THE article on modernisation of meat inspection by Robert Huey (VR, January 21, 2012, vol 170, pp 68–70) and the polarised views subsequently expressed by Peter Hewson (VR, February 18, 2012, vol 170, p 186) and Bill Cashman (VR, March 10, 2012, vol 170, p 266) are indicative of the complexity of the on-going debate about the role of vets in meat hygiene specifically and in food safety in general. I believe this debate is confused by the conflation of the two main duties that legislation places on veterinarians, namely inspection and audit, and that rational analysis requires these to be considered separately.

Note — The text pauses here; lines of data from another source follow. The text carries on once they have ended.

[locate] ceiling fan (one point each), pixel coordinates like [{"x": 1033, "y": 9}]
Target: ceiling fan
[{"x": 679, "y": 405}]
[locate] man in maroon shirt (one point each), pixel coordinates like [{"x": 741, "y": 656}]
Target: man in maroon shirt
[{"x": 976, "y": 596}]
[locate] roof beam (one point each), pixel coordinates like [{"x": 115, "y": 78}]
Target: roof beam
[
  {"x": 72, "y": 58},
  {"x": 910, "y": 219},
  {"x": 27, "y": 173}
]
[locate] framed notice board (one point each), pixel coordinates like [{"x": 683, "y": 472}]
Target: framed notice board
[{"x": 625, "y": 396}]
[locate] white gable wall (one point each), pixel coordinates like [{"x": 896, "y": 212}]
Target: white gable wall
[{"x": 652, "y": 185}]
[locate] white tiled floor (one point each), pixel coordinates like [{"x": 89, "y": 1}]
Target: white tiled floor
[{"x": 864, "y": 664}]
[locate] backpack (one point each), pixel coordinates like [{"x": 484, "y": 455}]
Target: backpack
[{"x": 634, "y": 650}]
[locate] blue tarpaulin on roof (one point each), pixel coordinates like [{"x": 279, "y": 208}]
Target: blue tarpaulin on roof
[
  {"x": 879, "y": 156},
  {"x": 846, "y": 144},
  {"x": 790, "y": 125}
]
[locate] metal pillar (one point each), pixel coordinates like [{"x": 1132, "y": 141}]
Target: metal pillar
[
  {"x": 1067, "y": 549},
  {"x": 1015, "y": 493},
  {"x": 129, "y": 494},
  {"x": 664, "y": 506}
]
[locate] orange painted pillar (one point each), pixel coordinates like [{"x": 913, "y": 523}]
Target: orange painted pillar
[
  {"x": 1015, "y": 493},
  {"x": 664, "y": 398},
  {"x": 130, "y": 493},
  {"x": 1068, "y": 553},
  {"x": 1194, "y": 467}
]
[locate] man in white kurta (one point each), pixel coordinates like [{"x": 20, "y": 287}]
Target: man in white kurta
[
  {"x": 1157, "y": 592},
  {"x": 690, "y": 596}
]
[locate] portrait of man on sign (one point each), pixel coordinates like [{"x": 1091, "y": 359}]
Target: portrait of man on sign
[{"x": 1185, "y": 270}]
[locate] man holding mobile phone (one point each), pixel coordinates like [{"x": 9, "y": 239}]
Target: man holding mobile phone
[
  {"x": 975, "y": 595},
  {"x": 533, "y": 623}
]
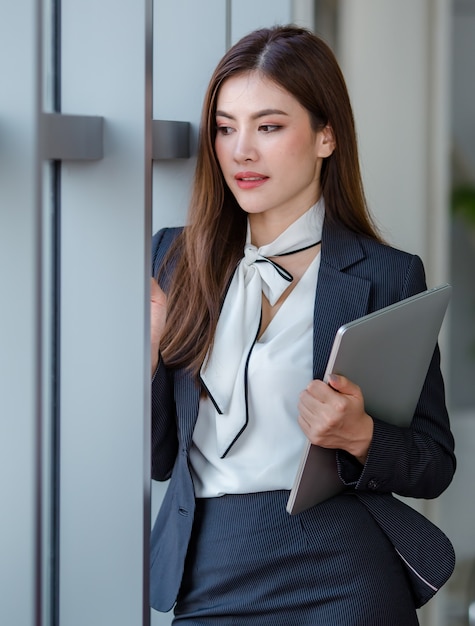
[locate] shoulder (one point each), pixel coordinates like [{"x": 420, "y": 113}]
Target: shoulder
[{"x": 394, "y": 274}]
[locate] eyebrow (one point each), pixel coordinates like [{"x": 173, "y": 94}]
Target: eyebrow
[{"x": 256, "y": 116}]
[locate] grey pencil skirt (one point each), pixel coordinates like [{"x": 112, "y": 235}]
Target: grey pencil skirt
[{"x": 250, "y": 563}]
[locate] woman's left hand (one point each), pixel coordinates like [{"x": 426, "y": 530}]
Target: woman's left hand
[{"x": 333, "y": 416}]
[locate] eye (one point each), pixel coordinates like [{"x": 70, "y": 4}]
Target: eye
[
  {"x": 224, "y": 130},
  {"x": 269, "y": 128}
]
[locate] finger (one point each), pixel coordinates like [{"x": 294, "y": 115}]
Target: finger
[{"x": 343, "y": 385}]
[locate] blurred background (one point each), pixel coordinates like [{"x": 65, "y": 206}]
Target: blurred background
[{"x": 99, "y": 113}]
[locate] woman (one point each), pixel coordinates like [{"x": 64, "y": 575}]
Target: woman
[{"x": 279, "y": 251}]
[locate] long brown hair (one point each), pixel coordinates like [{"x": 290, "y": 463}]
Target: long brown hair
[{"x": 211, "y": 245}]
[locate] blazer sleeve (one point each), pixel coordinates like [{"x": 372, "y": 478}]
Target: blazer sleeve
[
  {"x": 164, "y": 429},
  {"x": 416, "y": 461}
]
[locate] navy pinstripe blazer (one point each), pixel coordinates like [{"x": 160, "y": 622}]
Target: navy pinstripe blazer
[{"x": 357, "y": 276}]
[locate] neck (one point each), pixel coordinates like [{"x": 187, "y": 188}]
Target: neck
[{"x": 266, "y": 227}]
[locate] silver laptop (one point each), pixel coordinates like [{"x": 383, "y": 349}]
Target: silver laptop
[{"x": 387, "y": 353}]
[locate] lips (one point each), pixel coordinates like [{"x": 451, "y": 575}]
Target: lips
[{"x": 250, "y": 180}]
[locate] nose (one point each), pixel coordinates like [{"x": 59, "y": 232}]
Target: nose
[{"x": 245, "y": 148}]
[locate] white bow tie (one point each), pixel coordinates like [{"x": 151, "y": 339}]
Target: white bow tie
[{"x": 224, "y": 371}]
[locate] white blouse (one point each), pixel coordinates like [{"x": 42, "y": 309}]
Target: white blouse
[{"x": 267, "y": 454}]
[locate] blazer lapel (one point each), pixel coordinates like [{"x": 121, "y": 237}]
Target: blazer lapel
[{"x": 340, "y": 296}]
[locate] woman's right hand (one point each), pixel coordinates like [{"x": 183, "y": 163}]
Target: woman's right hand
[{"x": 158, "y": 316}]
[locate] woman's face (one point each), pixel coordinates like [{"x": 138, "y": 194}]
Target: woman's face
[{"x": 267, "y": 150}]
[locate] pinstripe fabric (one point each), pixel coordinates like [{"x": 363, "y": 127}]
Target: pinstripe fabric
[
  {"x": 316, "y": 569},
  {"x": 356, "y": 276}
]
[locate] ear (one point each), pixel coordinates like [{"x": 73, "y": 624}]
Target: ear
[{"x": 325, "y": 142}]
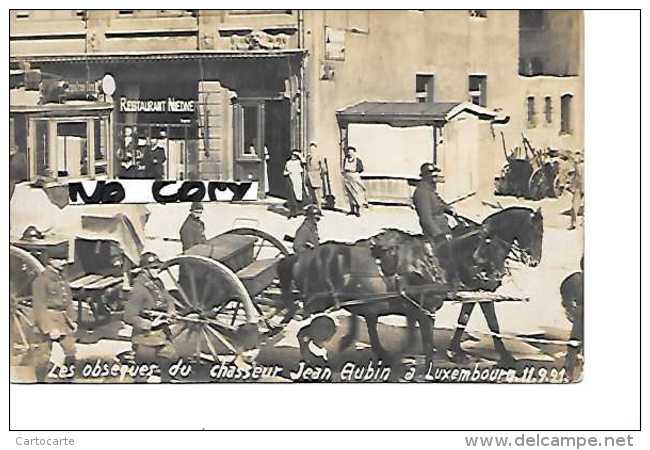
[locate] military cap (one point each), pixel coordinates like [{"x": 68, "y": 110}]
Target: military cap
[
  {"x": 150, "y": 260},
  {"x": 428, "y": 168}
]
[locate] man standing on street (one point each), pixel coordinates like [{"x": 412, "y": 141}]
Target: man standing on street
[
  {"x": 307, "y": 234},
  {"x": 431, "y": 210},
  {"x": 354, "y": 187},
  {"x": 193, "y": 229},
  {"x": 153, "y": 160},
  {"x": 52, "y": 304},
  {"x": 148, "y": 311}
]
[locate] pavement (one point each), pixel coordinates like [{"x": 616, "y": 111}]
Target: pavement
[{"x": 541, "y": 315}]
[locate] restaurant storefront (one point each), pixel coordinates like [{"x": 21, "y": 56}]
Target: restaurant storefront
[{"x": 232, "y": 116}]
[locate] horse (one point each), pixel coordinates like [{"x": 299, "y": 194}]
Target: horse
[
  {"x": 368, "y": 278},
  {"x": 395, "y": 272},
  {"x": 572, "y": 293},
  {"x": 517, "y": 233}
]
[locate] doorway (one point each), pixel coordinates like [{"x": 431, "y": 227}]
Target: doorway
[{"x": 278, "y": 141}]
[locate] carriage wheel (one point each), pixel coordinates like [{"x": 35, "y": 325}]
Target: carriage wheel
[
  {"x": 537, "y": 186},
  {"x": 216, "y": 319},
  {"x": 558, "y": 187},
  {"x": 23, "y": 268},
  {"x": 267, "y": 303}
]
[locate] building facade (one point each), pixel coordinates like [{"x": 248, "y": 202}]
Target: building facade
[{"x": 231, "y": 93}]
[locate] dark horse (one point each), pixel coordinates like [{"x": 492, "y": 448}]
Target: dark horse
[
  {"x": 395, "y": 272},
  {"x": 514, "y": 232}
]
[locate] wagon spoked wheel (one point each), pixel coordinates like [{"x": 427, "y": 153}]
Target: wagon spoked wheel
[
  {"x": 23, "y": 269},
  {"x": 215, "y": 319},
  {"x": 267, "y": 303},
  {"x": 266, "y": 245}
]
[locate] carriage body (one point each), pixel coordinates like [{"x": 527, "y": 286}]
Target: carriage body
[
  {"x": 532, "y": 177},
  {"x": 224, "y": 289}
]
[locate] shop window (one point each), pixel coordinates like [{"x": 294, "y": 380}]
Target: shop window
[
  {"x": 565, "y": 114},
  {"x": 424, "y": 86},
  {"x": 334, "y": 44},
  {"x": 101, "y": 144},
  {"x": 531, "y": 19},
  {"x": 251, "y": 123},
  {"x": 72, "y": 149},
  {"x": 43, "y": 165},
  {"x": 530, "y": 112},
  {"x": 478, "y": 89},
  {"x": 548, "y": 110}
]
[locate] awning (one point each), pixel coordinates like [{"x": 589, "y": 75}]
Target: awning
[
  {"x": 408, "y": 114},
  {"x": 24, "y": 101},
  {"x": 158, "y": 56}
]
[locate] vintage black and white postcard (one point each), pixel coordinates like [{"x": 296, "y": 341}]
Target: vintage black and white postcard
[{"x": 205, "y": 196}]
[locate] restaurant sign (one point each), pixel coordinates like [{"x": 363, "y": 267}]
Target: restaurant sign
[{"x": 169, "y": 105}]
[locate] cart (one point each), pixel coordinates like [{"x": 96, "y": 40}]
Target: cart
[
  {"x": 226, "y": 290},
  {"x": 530, "y": 173}
]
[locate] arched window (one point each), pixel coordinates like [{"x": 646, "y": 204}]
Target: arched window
[{"x": 566, "y": 126}]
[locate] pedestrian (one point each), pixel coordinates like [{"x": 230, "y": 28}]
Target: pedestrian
[
  {"x": 154, "y": 160},
  {"x": 294, "y": 170},
  {"x": 354, "y": 187},
  {"x": 432, "y": 210},
  {"x": 572, "y": 293},
  {"x": 576, "y": 188},
  {"x": 307, "y": 238},
  {"x": 149, "y": 310},
  {"x": 314, "y": 178},
  {"x": 193, "y": 229},
  {"x": 52, "y": 305}
]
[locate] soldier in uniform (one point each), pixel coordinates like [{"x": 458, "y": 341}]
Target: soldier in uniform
[
  {"x": 52, "y": 304},
  {"x": 153, "y": 160},
  {"x": 193, "y": 229},
  {"x": 307, "y": 234},
  {"x": 431, "y": 210},
  {"x": 148, "y": 311}
]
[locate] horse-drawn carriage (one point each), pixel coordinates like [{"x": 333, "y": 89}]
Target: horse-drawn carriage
[
  {"x": 531, "y": 173},
  {"x": 236, "y": 287},
  {"x": 223, "y": 289}
]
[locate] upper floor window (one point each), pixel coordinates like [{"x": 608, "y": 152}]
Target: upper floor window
[
  {"x": 548, "y": 109},
  {"x": 478, "y": 89},
  {"x": 424, "y": 88},
  {"x": 566, "y": 127},
  {"x": 481, "y": 13},
  {"x": 531, "y": 114}
]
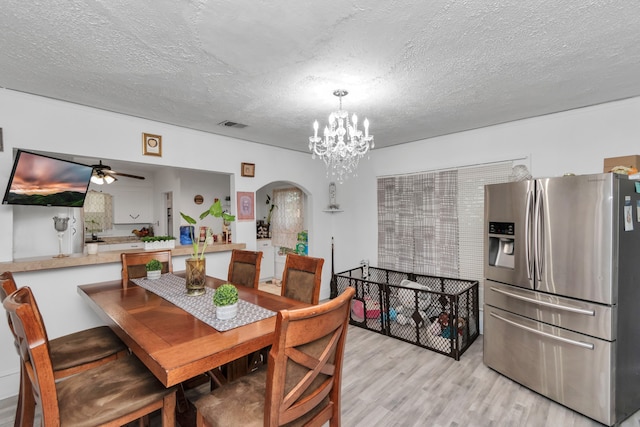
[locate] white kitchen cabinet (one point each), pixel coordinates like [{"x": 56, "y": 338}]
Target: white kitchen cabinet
[
  {"x": 268, "y": 259},
  {"x": 133, "y": 207}
]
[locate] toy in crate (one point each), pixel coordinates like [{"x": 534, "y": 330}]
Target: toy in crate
[
  {"x": 364, "y": 308},
  {"x": 443, "y": 329}
]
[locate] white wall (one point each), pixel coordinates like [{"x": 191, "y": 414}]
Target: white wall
[{"x": 575, "y": 141}]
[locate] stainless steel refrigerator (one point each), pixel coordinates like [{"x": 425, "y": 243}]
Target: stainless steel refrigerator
[{"x": 562, "y": 290}]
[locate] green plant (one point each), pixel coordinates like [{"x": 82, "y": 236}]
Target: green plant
[
  {"x": 226, "y": 294},
  {"x": 214, "y": 210},
  {"x": 153, "y": 265},
  {"x": 156, "y": 238}
]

The historical role of vets in abattoirs in ante- and postmortem inspection has, in effect, been one of end-product testing for public health purposes. There is now general agreement that these procedures are out-dated and do not address the meatborne microbiological hazards of current concern, and it is tempting to dismiss postmortem inspection as ‘in reality, quality control with little public health benefits’, as suggested by Peter Hewson. But there remains an important role for ante- and postmortem inspection: to monitor the controls on both public and animal health, applied throughout the entire production chain, that the modern, ‘farm-to-fork’ approach to food safety requires, and to record and communicate the results along the chain. Since most food animals (other than those that die or are killed on farm) are slaughtered for human consumption, abattoirs are significant pinch points in animal production where surveillance for disease and welfare can be efficiently carried out.